ラドワはロゼの呪いの詳細も知っていれば、本来の人柄も知っているので兄王子は適さないと思っているようだが。実際まあまあの映えだとは思う。

 

「さんせーさんせー。それにラドラドって背も高いもんねー、見た目的にもすごく映えると思うな!」
「流石にアルザス君よりは小さいけれど、兄の方が小さいなんてよくある話だもの、別に大丈夫でしょう。
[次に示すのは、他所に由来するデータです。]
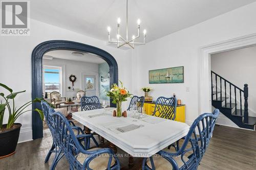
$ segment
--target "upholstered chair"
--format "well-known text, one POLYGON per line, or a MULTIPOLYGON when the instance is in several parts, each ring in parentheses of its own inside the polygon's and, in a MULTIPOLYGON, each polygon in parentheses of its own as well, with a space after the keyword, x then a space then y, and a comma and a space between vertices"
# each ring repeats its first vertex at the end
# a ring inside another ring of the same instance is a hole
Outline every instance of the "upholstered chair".
POLYGON ((70 169, 120 169, 118 158, 110 148, 86 150, 78 140, 91 135, 75 135, 67 119, 59 112, 50 113, 50 126, 60 150, 70 164, 70 169))
MULTIPOLYGON (((56 154, 55 158, 54 159, 53 164, 51 165, 51 169, 54 169, 55 167, 58 163, 58 161, 63 156, 63 154, 60 155, 60 153, 62 153, 62 151, 59 149, 59 145, 58 145, 58 143, 57 142, 57 140, 55 138, 55 136, 53 135, 53 129, 52 128, 50 128, 51 127, 51 124, 52 124, 52 118, 51 117, 50 115, 50 113, 53 113, 55 112, 54 109, 51 108, 51 107, 47 104, 47 103, 42 101, 41 102, 41 105, 42 107, 42 112, 44 113, 44 117, 45 117, 45 121, 47 124, 47 126, 49 128, 50 131, 52 133, 52 135, 53 137, 53 143, 51 149, 48 152, 47 155, 46 156, 46 159, 45 160, 45 163, 47 163, 48 162, 50 157, 52 153, 55 153, 56 154)), ((60 113, 60 112, 59 112, 60 113)), ((62 113, 61 113, 62 114, 62 113)), ((63 115, 63 114, 62 114, 63 115)), ((64 116, 64 115, 63 115, 64 116)), ((67 119, 67 122, 68 122, 70 126, 71 126, 71 129, 74 132, 74 134, 76 135, 80 135, 84 134, 84 133, 83 132, 82 129, 79 127, 75 126, 75 124, 71 120, 68 120, 67 119)), ((78 138, 78 140, 82 145, 83 146, 83 148, 86 150, 88 150, 90 149, 90 139, 92 138, 93 141, 95 143, 95 145, 97 147, 98 147, 98 144, 96 141, 94 137, 91 135, 88 135, 87 137, 81 137, 78 138)))
POLYGON ((209 144, 219 114, 219 110, 215 109, 212 113, 200 115, 195 120, 187 135, 183 138, 181 147, 177 142, 178 151, 170 153, 165 149, 158 152, 156 156, 144 158, 142 170, 197 169, 209 144))
POLYGON ((143 96, 139 97, 137 95, 134 95, 131 100, 129 107, 128 107, 127 110, 130 110, 130 109, 131 108, 133 108, 134 106, 135 106, 136 108, 138 108, 139 107, 143 107, 144 101, 145 97, 143 96))
POLYGON ((76 92, 76 96, 73 97, 73 102, 75 103, 80 103, 81 98, 86 96, 86 92, 83 90, 80 90, 76 92))
POLYGON ((65 98, 61 98, 60 93, 57 91, 53 91, 50 93, 51 104, 54 105, 56 108, 62 103, 65 103, 65 98))

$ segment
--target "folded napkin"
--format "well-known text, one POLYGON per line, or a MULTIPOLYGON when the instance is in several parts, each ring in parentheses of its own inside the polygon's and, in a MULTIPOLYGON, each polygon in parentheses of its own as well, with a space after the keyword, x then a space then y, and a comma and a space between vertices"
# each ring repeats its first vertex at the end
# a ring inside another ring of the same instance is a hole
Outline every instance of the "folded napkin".
POLYGON ((136 129, 140 127, 141 126, 139 125, 136 125, 134 124, 131 124, 127 126, 125 126, 122 127, 118 128, 116 129, 118 131, 121 132, 126 132, 130 131, 132 131, 134 129, 136 129))
POLYGON ((90 118, 93 118, 93 117, 95 117, 103 116, 104 115, 104 113, 99 113, 99 114, 94 114, 94 115, 89 115, 88 117, 89 117, 90 118))

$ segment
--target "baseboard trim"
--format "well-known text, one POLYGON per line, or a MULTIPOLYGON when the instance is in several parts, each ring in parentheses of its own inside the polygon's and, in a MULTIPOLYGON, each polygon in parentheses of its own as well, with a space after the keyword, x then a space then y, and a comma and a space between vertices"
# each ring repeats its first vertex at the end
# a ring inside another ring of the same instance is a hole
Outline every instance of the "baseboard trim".
POLYGON ((32 130, 31 128, 23 129, 19 132, 18 143, 32 140, 32 130))
POLYGON ((233 127, 233 126, 229 126, 229 125, 223 125, 223 124, 219 124, 219 123, 216 123, 216 125, 220 125, 220 126, 227 126, 228 127, 230 127, 230 128, 237 128, 237 129, 243 129, 243 130, 248 130, 248 131, 254 131, 254 130, 253 130, 252 129, 245 129, 245 128, 240 128, 240 127, 238 126, 237 127, 233 127))

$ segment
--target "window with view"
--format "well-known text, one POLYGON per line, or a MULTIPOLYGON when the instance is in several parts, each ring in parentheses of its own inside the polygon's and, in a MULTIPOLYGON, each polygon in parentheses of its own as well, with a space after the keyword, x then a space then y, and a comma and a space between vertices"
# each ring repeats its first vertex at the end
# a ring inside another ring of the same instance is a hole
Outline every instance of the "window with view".
POLYGON ((57 67, 45 67, 45 91, 57 91, 61 93, 61 69, 57 67))

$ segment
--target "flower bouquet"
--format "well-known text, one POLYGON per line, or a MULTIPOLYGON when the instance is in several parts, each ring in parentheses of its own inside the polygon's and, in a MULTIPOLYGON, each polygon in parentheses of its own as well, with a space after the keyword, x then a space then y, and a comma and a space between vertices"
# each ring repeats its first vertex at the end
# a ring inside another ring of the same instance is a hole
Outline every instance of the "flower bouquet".
POLYGON ((122 102, 127 101, 126 99, 133 95, 123 86, 123 83, 121 81, 120 83, 121 87, 118 87, 116 84, 114 84, 111 86, 110 90, 106 92, 106 95, 112 99, 112 103, 116 104, 117 117, 122 116, 122 102))

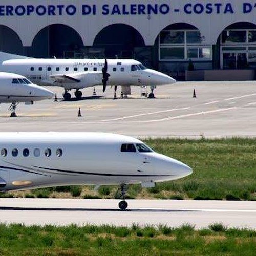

」

 

きーみのってっでー、とどこからともなく聞こえてきた人もいるだろうがそれはまあそれで。
ラドワは身長が高く、きりっとした顔立ちなのでこの役柄に当たっても問題ないだろう。お姉さん、ではあるが男装をしても違和感はそこまでないはずだ。

 

「後は語り手とシンディーの姉貴だな。カペラ、てめぇはどっちがやりてぇ?」
「ボク語り手!吟遊詩人的にいー勉強になると思ってさ。ね、ね、やっていーい?」
「おっ、じゃあ語り手にゃカペラだな!あたしとしてもそっちの方が助かっしな。台本を読み込むのは苦手だし、そんな人の心なんざわっかんねぇし。」
「対生物兵器だものね。」

 

ぼそっとロゼの一言。それにどやっと胸を張るゲイル。別に褒めていない。

 

「残りは本当にあっさり決まったな……よし、じゃあ配役は今決まった内容でいくぞ。皆、絶対成功させような。正直俺は今すぐにでも逃げ帰りたい。」
「やるとなったからは覚悟を決めてくださいね。私だって逃げ帰りたいんですから。」

 

カモメの翼は腹をくくり、シンディーリアの劇を成功させるために練習に励む事になった。
控え目お上品だけど明るくて可愛らしいシンディーリア、イケメンだけどどこかヘタレで微妙に残念だけどやるときはやってくれる弟王子、聡明で冷静沈着だけど人の心がない兄王子、明るくちょっと大人びた一方でどこかドライさを感じさる娘、豪快でがさつでワイルドがウリなシンディーリアの姉、天真爛漫で人の心に敏感な影の功績者の語り手。


さあ、カモメの翼版シンディーリアの幕開けです。